Unless otherwise specified, cells were lysed in buffer composed of: 50 mM Tris pH 7.5, 100 mM NaCl, 1% Triton, 0.2 mM EDTA, 5% Glycerol v/v, and 1 mM PSMF. Cell lysis was achieved by vortexing on ice followed by sonication using a Bioruptor (Diagnenode) for 10 cycles of 30 seconds on, 30 seconds off. Lysates were cleared by centrifugation for 10–15 min at 21,000 × g and 4 °C. NUPAGE 4-12% Bis-Tris gradient gels were used for all immunoblots (Thermo Fisher). Imaging was performed with the BioRad ChemiDoc Touch Imaging System (732BR0783) after incubation in HRP substrate (Immobilon, Millipore). Blots were analyzed using ImageLab v6.0.1 (BioRad). The antibodies used were as follows (name, catalog number, dilution). HAPSTRl Origene OTl2B8 (1:1000), FLAG Sigma F3165 (1:5000), HA Thermo 26183 (1:5000), HUWE1 Abcam ab70161 (1:1000), Vinculin Sigma V9131 (1:10,000), HO-1/HMOXl Novus NBPl-97507 (1:1000), p21/CDKN1A CST 2947 (1:1000), p53/TP53 Sigma P6749 (1:2000), HRP anti-rabbit IgG secondary CSF 7074 (1:10000), HRP anti-mouse IgG Thermo 31430 (1:10,000)

Cycloheximide (CHX) chase experiments

293T cells stably expressing HAPSTR1-HA and HAPSTR2-FLAG were reverse transfected with non-targeting or HUWE1 siRNAs in 10 cm plates in triplicate, allowed to grow for 48 hours, then split and plated into 6-well plates at 7e5 cells per well in a 6-well plate. The subsequent morning, CHX (40 µg/mL) was added and plates were harvested either immediately (t₀) or at every subsequent 2.25 hour timepoint. Protein abundance for each paralog was then quantified relative to t₀ and an exponential decay curve was fit to the average of each replicate.

Immunoprecipitations and amylose pulldown

Immunoprecipitations from mammalian cell lysates used anti-FLAG or anti-HA magnetic beads (Thermo Fisher), which were pre-washed 3× with lysis buffer (described above).

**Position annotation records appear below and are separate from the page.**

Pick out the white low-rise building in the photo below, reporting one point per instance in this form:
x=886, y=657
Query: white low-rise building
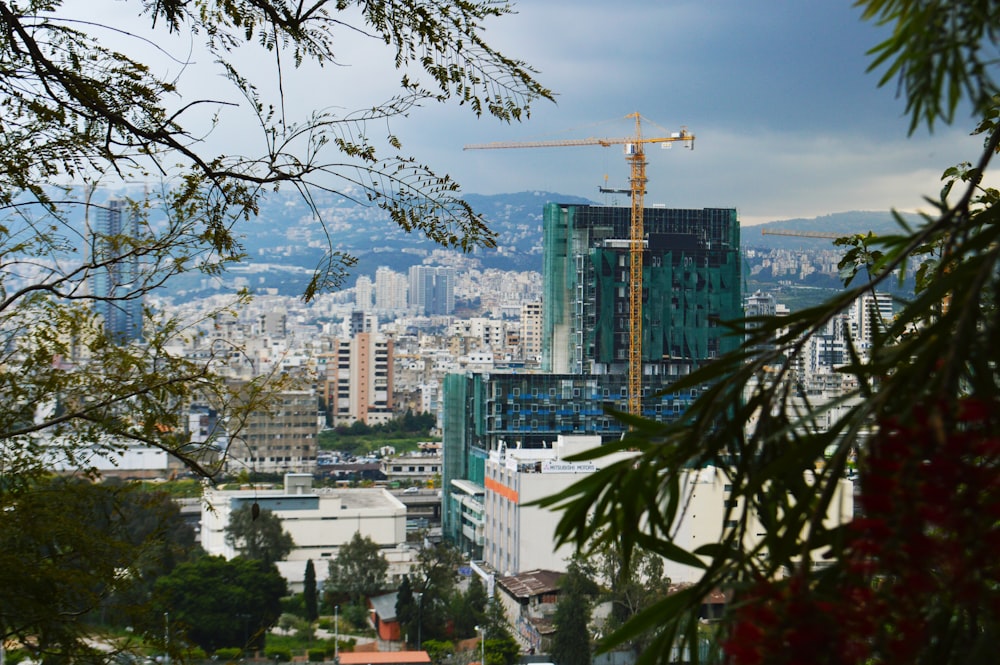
x=520, y=537
x=319, y=520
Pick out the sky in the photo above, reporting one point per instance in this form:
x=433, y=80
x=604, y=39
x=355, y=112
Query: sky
x=788, y=123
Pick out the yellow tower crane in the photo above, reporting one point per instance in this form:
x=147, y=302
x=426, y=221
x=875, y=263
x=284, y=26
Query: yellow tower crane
x=635, y=154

Protein was then added to the beads before overnight incubation while rotating at 4 °C. Beads were washed 3× in lysis buffer prior to elution using glycine or being boiled in 2× SDS sample buffer.

Amylose pulldown experiments used 100 μl of amylose resin (New England BioLabs, E8021S), which was pre-washed 5x with wash buffer (10 mM Tris-HCl, 200 mM NaCl, 1 mM EDTA, 1 mM DTT, pH 7.5) before being incubated with either 750 μl of wash buffer, 750 μl of 5 μM purified His6-MBP, or His6-MBP-HAPSTR1 (rotating shaker, 2 hours at 4 °C). Control beads and amylose-bound recombinant protein were washed 5x using wash buffer. 2.5 mg of protein from 293T whole cell lysates was then added to protein-immobilized beads and incubated overnight at 4 °C. The protein captured mixture was washed 5× with wash buffer before being eluted using 150 μl of elution buffer (10 mM Tris-HCl, 200 mM NaCl, 1 mM EDTA, 1 mM DTT, 10 mM Maltose, pH 7.5) for 2 hours at 4 °C.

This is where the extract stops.